Toxins and microbes and spores traveling through the air, wreaking havoc: It's a phenomenon as ancient as the great historic plagues and as current as ricin-laced letters. But put any of these fearsome agents under a microscope, and they take on a kind of beauty, their protein spikes and flagella fanning out like sprigs and blooms in a floral still life. Artist Brenda Mallory riffs on this conceit in her first solo show at Butters Gallery, Reiterations and Rifts. The reiteration referred to in that title comes from the series' origins in an installation Mallory created for Portland International Airport. Many of the current pieces are adapted from that exhibition, which managed to make the phenomenon of global pandemics beautiful.
The artist begins each work by dipping strips of canvas in hot, pigmented wax. After they dry and harden, she affixes them together with nuts and bolts, imparting a look that's simultaneously handcrafted and industrial. Wall sculptures in her Mechanics of Hither and Yon series are round, with steel spikes shooting out like the spokes radiating from an angel's halo. Look at them macrocosmically, and they could be a bouquet of flowers on your dinner table; microcosmically, they could be the salmonella lurking in your roasted chicken.
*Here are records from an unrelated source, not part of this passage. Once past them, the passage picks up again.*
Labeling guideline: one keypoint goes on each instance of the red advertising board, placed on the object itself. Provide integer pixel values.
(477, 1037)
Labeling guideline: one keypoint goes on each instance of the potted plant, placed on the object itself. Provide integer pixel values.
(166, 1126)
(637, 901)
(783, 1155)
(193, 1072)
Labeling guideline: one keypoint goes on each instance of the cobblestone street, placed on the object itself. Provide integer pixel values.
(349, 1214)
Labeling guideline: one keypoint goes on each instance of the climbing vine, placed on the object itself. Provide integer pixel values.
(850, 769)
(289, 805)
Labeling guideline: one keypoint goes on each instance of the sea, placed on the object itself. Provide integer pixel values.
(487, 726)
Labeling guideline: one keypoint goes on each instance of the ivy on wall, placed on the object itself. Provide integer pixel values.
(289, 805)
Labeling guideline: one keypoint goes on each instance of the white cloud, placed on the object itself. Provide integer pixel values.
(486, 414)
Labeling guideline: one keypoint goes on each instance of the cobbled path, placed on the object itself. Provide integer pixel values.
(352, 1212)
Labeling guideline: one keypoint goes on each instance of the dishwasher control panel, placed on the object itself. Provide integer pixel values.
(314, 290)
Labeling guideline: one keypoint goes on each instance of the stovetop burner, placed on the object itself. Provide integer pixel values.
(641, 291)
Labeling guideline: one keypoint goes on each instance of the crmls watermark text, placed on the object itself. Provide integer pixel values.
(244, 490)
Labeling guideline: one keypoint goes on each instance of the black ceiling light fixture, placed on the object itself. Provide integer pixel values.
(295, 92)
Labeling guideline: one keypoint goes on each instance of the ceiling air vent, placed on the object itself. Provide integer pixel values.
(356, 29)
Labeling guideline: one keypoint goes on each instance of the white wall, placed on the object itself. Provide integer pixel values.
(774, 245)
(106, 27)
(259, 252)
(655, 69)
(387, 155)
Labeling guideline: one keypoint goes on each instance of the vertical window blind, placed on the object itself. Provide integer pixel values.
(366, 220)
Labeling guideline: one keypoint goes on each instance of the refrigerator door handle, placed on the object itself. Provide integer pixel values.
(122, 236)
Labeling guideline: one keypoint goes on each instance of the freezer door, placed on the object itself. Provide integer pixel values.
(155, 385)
Strictly Ordered and Variable Order are irregular rectangles with long, vertical lines that recall bamboo shoots or chlorophyll under magnification. Installed on the gallery walls, they interact with their light sources, casting eccentric shadows. The round pieces and their linear counterparts complement one another, as do works in balming ecru and sinister black.
Mallory's themes—the amorality of nature and the jolie-laide creepy-crawlies teeming beneath the threshold of the naked eye—are similar to ideas explored by another artist on the Butters roster, David Geiser, whose work evokes the messy goop of digestion and lava flows. Like Geiser, Mallory ably negotiates the commingling of the ravishing and the ravaging, a task that in less-capable hands could come across as trite. But Mallory knows what she's doing, both materially and conceptually. Reiterations and Rifts is a sophisticated, thought-provoking show, gorgeous on the surface but more unsettling the deeper you delve. RICHARD SPEER.